Standard & Poor’s non esclude ulteriori peggioramenti sul giudizio nei confronti di Gm e Ford. È quanto ha dichiarato la stessa agenzia di valutazione, in una conferenza che si è tenuta a Londra. «Non siamo ancora al punto di porre il credito sotto osservazione, ma la possibilità di un’ulteriore revisione è cresciuta dal mese di maggio», ha commentato Scott Sprinzen, dirigente dell’agenzia di rating.
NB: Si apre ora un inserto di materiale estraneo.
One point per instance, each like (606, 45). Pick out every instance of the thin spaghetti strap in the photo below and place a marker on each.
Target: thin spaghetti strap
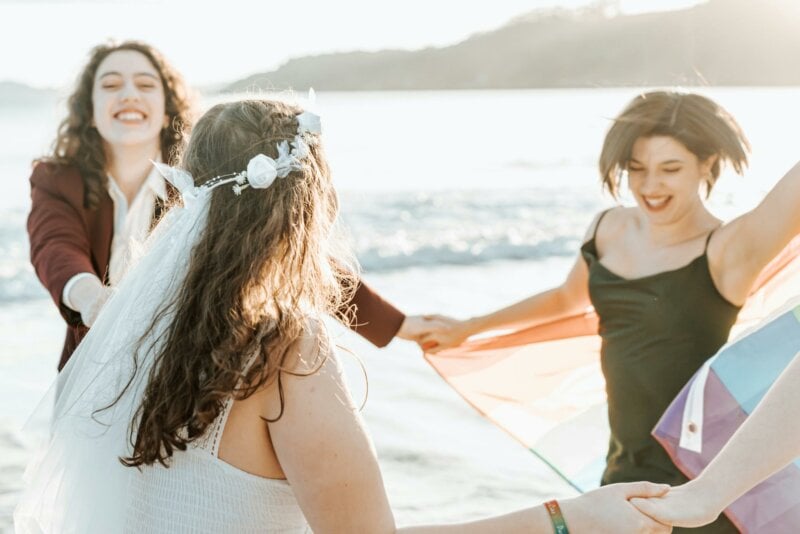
(708, 239)
(597, 225)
Entrambe le valutazioni dei colossi automobilistici di Detroit sono state abbassate al livello «junk» lo scorso maggio. «Siamo ancora nervosi sulle attuali valutazioni, anche se queste si trovano a livelli già ridotti» ha precisato Sprinzen. S&P ha motivato la sua preoccupazione sul merito creditizio dei due produttori di auto con gli elevati prezzi energetici, il maggiore rischio di una recessione della congiuntura Usa dopo l’uragano Katrina, il mix limitato dei prodotti di entrambe le aziende, e la performance poco confortante delle vendite di veicoli sportivi. «Siamo un po’ più tranquilli su Ford riguardo al rating - ha sottolineato Sprinzen - c’è meno urgenza sull’outlook negativo rispetto a quello di Gm». Nel caso di Gm, infatti, un fattore negativo è rappresentato dalle difficoltà in cui versa il gruppo fornitore Delphi - ex divisione di Gm e numero uno negli Stati Uniti delle società di componenti auto - che rischia di cadere in amministrazione controllata. Delphi ha infatti chiaramente detto che avrà bisogno di concessioni da parte di Gm e dei sindacati per riuscire a tagliare l’alto livello dei salari e dei benefit.